We held a committment ceremony (legal marriage is a bit tied up with our immigration lawyers) in October and got comfortable in our new lives together. We juggled an insane number of pets (18  – 5 dogs, 3 cats, 4 birds, 2 turtles, 3 fish, 1 rabbit), an indecent number of lawyers, and an ailing mother (in-law); we evaluated career paths and faced financial difficulties; and most of all, we did it all while enjoying the stupefying, over-the-top love and adoration that is the hallmark of any new relationship.

One day we headed to Niagara Falls – I needed some documents verified by a US notary, and the notary at the Toronto consulate is not only 25x more expensive than a private notary, appointments are booked weeks, if not months, in advance.  The 2-3 hour drive to Niagara was much easier all things considered.

We crossed into the US and got the documents notarized without fanfare, but crossing back into Canada, the Border Patrol was not so welcoming to me.   As a US citizen not legally married to a Canadian resident *yet*, I was spending too much time in Canada.

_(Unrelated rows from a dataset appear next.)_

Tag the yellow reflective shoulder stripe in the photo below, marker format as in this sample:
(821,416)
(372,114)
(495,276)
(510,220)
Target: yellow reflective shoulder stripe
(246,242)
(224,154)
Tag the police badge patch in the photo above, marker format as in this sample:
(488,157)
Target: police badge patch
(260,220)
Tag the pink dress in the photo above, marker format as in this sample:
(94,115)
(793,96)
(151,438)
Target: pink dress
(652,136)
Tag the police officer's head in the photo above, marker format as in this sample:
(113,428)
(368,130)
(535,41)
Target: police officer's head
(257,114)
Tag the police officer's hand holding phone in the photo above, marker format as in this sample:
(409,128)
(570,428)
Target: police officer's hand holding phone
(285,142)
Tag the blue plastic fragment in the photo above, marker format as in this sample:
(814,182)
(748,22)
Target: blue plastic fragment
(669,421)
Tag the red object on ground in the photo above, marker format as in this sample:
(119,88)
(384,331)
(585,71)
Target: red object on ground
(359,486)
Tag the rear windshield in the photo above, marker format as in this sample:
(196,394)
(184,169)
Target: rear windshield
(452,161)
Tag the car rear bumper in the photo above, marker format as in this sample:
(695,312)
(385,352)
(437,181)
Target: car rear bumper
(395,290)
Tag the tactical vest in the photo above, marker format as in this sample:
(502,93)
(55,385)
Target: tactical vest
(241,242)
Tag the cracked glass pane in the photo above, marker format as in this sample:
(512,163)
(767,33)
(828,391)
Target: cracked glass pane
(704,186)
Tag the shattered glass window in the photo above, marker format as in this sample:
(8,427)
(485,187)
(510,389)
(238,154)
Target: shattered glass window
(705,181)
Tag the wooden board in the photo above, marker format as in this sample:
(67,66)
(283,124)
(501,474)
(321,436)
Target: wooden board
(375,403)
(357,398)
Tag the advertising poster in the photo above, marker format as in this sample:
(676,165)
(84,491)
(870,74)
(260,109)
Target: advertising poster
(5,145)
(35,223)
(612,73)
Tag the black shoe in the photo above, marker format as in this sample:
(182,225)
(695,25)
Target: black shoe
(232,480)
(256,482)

“I’ll let you through this time.  It’s okay to be here maybe one week out of the month,” the agent told me.  “Next time you come into Canada, I need proof of income in the US, proof of residence in the US, and proof of health insurance in the US.”

noooo

I was devastated.  Only one week together per month until we could get the legal marriage settled?  Tom is my soul mate and Toronto had become my home.  Our lawyers were advising the legal marriage was unlikely to happen before May.  How on earth could I cope with this? The car ride home was a cacophany of tears and moaning.

A few weeks later, Tom drove me to my US residence in Michigan and stayed for the holidays and visits to family friends.  We’ve been in different countries for about three weeks now.

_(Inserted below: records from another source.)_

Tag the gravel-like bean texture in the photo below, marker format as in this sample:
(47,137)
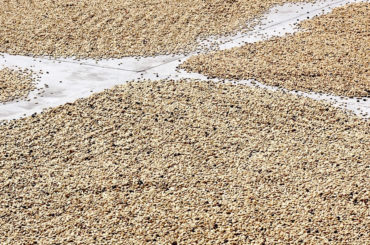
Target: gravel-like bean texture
(331,55)
(117,28)
(185,162)
(15,84)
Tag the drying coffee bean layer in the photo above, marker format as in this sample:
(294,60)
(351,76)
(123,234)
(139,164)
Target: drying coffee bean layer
(330,56)
(116,28)
(15,84)
(185,162)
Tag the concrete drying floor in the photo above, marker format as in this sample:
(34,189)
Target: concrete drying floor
(65,80)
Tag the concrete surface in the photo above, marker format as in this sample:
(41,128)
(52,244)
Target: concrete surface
(69,79)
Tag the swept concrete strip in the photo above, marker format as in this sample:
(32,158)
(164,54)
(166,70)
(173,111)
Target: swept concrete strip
(68,79)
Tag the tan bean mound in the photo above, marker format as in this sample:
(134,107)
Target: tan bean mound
(330,56)
(15,84)
(185,163)
(117,28)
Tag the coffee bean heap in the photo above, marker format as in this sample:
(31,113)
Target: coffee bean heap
(15,84)
(116,28)
(330,55)
(185,162)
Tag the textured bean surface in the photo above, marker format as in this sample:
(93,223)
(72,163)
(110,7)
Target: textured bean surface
(15,84)
(117,28)
(185,162)
(330,55)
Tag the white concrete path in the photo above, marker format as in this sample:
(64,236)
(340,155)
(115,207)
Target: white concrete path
(68,79)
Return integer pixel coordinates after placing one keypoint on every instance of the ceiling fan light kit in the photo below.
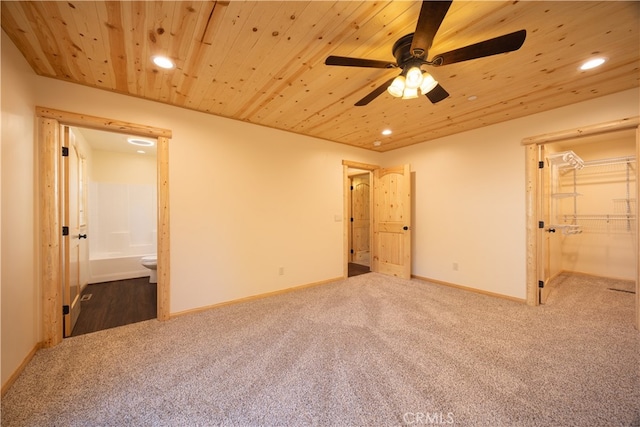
(411, 51)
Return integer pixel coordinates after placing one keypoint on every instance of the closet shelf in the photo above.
(567, 228)
(602, 217)
(564, 195)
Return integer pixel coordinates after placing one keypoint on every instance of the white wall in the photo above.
(20, 295)
(469, 195)
(122, 204)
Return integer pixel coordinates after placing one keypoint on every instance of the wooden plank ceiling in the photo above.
(263, 62)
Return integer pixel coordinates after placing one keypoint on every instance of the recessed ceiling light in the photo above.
(140, 142)
(592, 63)
(163, 62)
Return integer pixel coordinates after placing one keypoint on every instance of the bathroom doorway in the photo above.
(50, 122)
(360, 222)
(589, 201)
(120, 228)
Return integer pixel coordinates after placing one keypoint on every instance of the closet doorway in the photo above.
(536, 210)
(120, 227)
(50, 122)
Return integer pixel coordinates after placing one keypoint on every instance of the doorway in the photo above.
(589, 209)
(534, 209)
(389, 201)
(359, 222)
(50, 221)
(119, 199)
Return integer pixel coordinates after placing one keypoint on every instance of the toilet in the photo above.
(151, 262)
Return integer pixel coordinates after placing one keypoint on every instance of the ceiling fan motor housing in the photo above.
(402, 50)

Surprisingly, the earth hasn’t opened up into a firey maw to swallow either one of us whole.  Is separation fun?  No.  Do we miss each other?  Indeed.

 But two very challenging years have taught me that the key to survival is keeping busy and focusing on what I can do — get my graduate school applications ready, work on projects that have been put off indefinitely, keep all the lawyers happy, look at real estate opportunities on both sides of the border.   Sometimes the temptation to check out completely nags, but the desire to stay out of my own head has made me a lot more productive and efficient.

FLATTENED

Must go onnnnn . . .

This 5 month interlude, interruption, disruption in our lives is just proof that while sometime life is kind enough to offer fairytale-esque emotions and moments, reality is always a balance of the wonderful, the okay, and the crappy.   The nice thing is that the crappy usually doesn’t last and the wonderful tends to stick around.